When he was a child, his mother once told him a tale of a boy who went out into the forest intending to bring back food for his family. As he went, the boy happened across a blackberry bush, filled with berries that were oddly ripe for the season. He picked enough to fill his shirt and when he was prepared to take them home, he caught sight of another bush further down the path. Then another, then another. In the end, the boy picked far more than he could carry, and they spilled from his shirt throughout his journey home. Later that night, a pack of wolves followed the sweet scent of berries to his front door.
It was an unhappy story. Lucien had never much enjoyed it, though he couldn’t help feeling he was the boy, tangling his fingers through the bramble of thick hair that smelled of jasmine and honey.
Time passed differently in sleep.

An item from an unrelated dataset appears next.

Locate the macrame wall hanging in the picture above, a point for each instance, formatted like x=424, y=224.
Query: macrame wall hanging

He could not tell if it had been hours or mere minutes that he’d spent holding his true love, savoring the silence that was disturbed only by her steady breathing.
A moment like this, so tender and quiet, should have been peace-giving.
Instead, he was holding his true love in his arms, and he felt nothing short of agony. It was so wrong—so wrong that she was married to another man, who had treated her so poorly on their wedding night that she’d come to him in tears. And equally it was wrong that he was with her at all, when his own wife was in the waking world, eating dinner on her own, sleeping in an empty bed.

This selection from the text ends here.